Discrepancies in the deceased’s name across the death certificate, title, tax declaration, and IDs are common. An affidavit from heirs is often used, sometimes alongside:

  • Affidavit of One and the Same Person
  • Affidavit of Heirship (in informal contexts; acceptance varies)
  • Extrajudicial settlement documents, where applicable

Because property and estate matters are high-stakes, expect stricter documentary requirements.

C. Dual records / “two identities” red flags

If the discrepancy suggests the possibility of two different persons (e.g., different parents’ names plus different birthdate), an affidavit alone may not be accepted. Formal correction or a more extensive evidentiary process may be necessary.


13) Relationship to Similar Affidavits

An Affidavit of Discrepancy overlaps with other affidavits, and institutions sometimes use these terms interchangeably:

  • Affidavit of One and the Same Person: focuses on asserting that two names refer to the same individual (often name-only issues).
  • Affidavit to Use the Surname of the Father / Illegitimacy-related affidavits: these involve specific family law/civil registry contexts and may require compliance with distinct rules and annotations.
  • Affidavit of Correction: sometimes used colloquially for explaining errors, but formal “correction” of civil registry entries has specific legal procedures beyond a simple affidavit.

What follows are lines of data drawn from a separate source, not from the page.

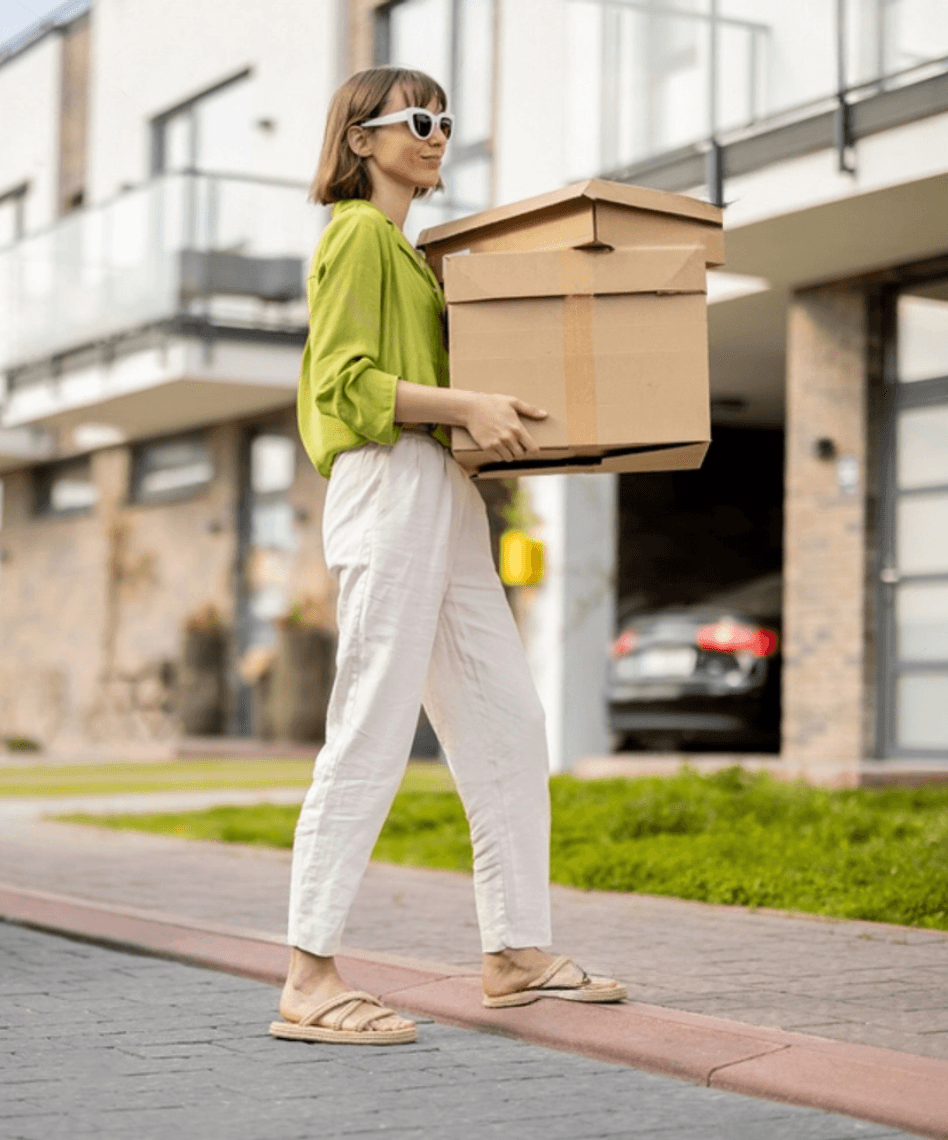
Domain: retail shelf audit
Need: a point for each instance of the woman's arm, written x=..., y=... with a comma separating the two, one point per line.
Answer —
x=492, y=421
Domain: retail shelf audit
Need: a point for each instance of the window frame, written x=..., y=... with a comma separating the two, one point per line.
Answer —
x=138, y=470
x=43, y=479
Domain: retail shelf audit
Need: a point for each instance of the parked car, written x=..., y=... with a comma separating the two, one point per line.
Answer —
x=701, y=675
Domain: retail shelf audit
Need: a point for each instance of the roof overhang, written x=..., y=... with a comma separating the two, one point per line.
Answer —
x=179, y=384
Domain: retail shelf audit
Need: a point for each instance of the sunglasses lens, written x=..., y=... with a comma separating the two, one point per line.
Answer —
x=422, y=123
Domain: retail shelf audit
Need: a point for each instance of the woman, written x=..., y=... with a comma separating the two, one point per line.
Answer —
x=422, y=615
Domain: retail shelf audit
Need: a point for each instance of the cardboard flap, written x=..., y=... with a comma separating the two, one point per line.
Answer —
x=572, y=273
x=594, y=189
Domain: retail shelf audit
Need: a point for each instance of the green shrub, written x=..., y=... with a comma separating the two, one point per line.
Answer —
x=734, y=837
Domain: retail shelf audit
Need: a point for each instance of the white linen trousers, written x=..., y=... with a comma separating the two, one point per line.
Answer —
x=422, y=619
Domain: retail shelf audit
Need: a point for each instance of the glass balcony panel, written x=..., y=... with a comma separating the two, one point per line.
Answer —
x=227, y=138
x=474, y=79
x=581, y=91
x=922, y=621
x=645, y=66
x=922, y=447
x=922, y=351
x=421, y=38
x=113, y=268
x=179, y=141
x=470, y=185
x=922, y=534
x=921, y=705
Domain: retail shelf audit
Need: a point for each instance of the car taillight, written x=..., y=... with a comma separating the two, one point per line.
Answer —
x=729, y=637
x=624, y=643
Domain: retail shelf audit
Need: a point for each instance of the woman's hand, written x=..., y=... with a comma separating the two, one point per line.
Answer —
x=495, y=425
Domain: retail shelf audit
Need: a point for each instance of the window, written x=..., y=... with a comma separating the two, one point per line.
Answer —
x=64, y=488
x=214, y=131
x=171, y=469
x=451, y=40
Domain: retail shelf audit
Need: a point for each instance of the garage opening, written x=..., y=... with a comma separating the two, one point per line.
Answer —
x=696, y=661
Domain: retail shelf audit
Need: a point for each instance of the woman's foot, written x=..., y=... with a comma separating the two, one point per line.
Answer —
x=509, y=970
x=519, y=976
x=312, y=980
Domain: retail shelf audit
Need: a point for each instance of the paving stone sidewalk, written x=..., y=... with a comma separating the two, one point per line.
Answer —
x=97, y=1043
x=856, y=982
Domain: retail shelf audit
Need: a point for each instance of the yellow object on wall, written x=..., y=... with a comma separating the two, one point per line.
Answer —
x=521, y=559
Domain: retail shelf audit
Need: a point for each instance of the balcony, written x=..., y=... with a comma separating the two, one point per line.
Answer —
x=694, y=92
x=180, y=301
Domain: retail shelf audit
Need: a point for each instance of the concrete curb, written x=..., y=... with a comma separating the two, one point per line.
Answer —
x=899, y=1090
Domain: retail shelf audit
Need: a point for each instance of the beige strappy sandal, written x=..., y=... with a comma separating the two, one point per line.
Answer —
x=587, y=988
x=332, y=1032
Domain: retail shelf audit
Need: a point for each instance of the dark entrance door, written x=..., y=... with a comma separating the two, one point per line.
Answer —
x=914, y=576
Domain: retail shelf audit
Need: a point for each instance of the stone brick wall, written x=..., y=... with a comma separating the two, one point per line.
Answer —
x=92, y=605
x=824, y=730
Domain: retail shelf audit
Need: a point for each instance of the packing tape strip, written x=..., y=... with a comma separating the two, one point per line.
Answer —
x=579, y=371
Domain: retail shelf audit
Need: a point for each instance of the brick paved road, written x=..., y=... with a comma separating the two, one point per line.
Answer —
x=856, y=982
x=96, y=1043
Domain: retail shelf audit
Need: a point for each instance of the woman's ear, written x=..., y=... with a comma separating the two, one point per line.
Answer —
x=359, y=141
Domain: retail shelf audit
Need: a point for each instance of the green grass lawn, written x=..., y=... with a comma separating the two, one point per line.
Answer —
x=171, y=775
x=732, y=837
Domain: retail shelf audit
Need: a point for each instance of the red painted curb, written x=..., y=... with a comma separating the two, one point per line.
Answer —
x=899, y=1090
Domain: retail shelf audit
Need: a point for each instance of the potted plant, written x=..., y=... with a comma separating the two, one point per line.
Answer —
x=302, y=672
x=202, y=681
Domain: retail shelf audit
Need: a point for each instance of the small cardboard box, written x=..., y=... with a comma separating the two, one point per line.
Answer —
x=612, y=343
x=591, y=214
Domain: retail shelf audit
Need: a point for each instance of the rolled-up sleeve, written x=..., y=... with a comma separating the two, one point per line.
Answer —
x=344, y=292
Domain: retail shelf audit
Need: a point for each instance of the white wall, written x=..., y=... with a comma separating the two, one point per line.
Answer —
x=30, y=128
x=149, y=57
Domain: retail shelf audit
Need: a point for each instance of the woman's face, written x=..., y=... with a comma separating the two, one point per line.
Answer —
x=394, y=153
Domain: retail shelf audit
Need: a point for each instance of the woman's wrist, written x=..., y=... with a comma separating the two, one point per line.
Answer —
x=421, y=404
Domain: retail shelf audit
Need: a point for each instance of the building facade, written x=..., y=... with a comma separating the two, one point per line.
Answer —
x=154, y=234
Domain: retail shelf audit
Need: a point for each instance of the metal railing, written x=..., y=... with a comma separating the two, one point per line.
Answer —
x=673, y=74
x=108, y=270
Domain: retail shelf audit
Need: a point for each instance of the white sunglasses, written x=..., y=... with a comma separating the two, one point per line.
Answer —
x=421, y=122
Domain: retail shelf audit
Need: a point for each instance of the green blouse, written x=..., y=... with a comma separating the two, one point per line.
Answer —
x=376, y=315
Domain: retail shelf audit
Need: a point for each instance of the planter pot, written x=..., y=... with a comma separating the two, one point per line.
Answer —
x=202, y=683
x=300, y=684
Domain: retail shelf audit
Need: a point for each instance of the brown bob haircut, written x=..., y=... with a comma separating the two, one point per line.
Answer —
x=343, y=173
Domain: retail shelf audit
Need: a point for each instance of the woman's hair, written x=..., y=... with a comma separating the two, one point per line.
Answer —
x=343, y=173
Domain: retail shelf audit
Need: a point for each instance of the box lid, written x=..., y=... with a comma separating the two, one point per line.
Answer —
x=570, y=273
x=594, y=189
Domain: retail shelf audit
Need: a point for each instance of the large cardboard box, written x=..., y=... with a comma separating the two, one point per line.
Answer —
x=593, y=214
x=589, y=302
x=612, y=343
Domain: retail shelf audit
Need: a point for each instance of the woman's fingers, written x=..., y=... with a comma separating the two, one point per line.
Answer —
x=528, y=409
x=496, y=425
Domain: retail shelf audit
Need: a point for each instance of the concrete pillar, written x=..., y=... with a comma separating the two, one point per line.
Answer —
x=568, y=619
x=825, y=536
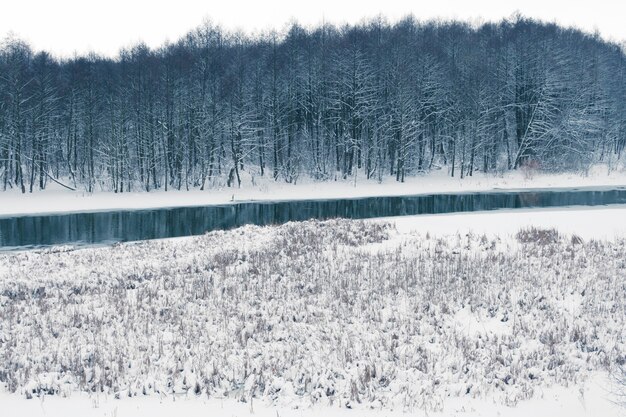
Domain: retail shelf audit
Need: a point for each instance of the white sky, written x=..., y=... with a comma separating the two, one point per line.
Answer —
x=64, y=27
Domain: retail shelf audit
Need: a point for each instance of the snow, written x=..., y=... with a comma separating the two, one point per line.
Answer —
x=597, y=222
x=59, y=200
x=590, y=400
x=313, y=318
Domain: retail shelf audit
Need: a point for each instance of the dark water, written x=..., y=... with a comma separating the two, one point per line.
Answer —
x=118, y=226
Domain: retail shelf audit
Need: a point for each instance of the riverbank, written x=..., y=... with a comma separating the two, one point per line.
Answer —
x=323, y=316
x=59, y=200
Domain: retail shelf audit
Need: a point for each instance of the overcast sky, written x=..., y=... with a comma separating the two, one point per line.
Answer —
x=104, y=26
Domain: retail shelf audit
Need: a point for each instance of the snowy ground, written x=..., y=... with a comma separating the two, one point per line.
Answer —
x=57, y=199
x=324, y=316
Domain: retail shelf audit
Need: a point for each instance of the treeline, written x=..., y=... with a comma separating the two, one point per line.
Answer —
x=371, y=100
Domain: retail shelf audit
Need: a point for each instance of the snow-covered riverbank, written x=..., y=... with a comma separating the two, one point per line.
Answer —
x=60, y=200
x=329, y=315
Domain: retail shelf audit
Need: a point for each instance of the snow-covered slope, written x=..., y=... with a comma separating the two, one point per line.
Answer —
x=339, y=314
x=60, y=200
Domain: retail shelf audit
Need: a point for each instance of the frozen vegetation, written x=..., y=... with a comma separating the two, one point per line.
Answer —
x=56, y=199
x=345, y=313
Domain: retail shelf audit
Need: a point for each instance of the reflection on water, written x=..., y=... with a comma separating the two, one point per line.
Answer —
x=118, y=226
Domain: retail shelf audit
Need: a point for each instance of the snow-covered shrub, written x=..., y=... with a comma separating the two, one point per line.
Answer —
x=336, y=312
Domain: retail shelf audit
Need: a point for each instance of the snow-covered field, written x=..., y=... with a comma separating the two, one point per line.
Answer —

Use the title that matches the receiving institution’s request, but ensure the body covers the needed facts.


14) How Receiving Offices Evaluate These Affidavits

Institutions typically weigh:

  • Materiality of the mismatch (minor typographical vs identity-changing)
  • Authority of the documents (civil registry and government IDs carry more weight)
  • Consistency of supporting records over time
  • Risk level of the transaction (benefits, property, travel, court matters)
  • Internal policy and audit requirements

Even a properly notarized affidavit can be rejected if it does not meet internal compliance rules. When possible, align the affidavit with the institution’s stated checklist and attach exactly what they require.


15) A Practical Checklist

Before you submit:

  • ✅ Confirm which record the institution treats as “primary”
  • ✅ List every discrepancy word-for-word as it appears
  • ✅ Gather supporting documents showing the correct data
  • ✅ Draft the affidavit with annex references
  • ✅ Ensure proper notarization (personal appearance; valid IDs)
  • ✅ Photocopy and keep a file of the notarized affidavit and annexes

16) Key Takeaways

  • An Affidavit of Discrepancy is a sworn explanation used to reconcile inconsistent information across documents.
  • It is commonly required for name, birthdate, and civil registry-related mismatches in transactions with schools, employers, banks, and agencies.
  • It is obtained through a lawyer, notary public, legal aid, or an institution’s template, but it must be properly notarized to function as an affidavit.
  • For material errors in official civil registry records or high-stakes identity issues, an affidavit may be insufficient and formal correction procedures may be required.

Disclaimer: This content is not legal advice and may involve AI assistance. Information may be inaccurate.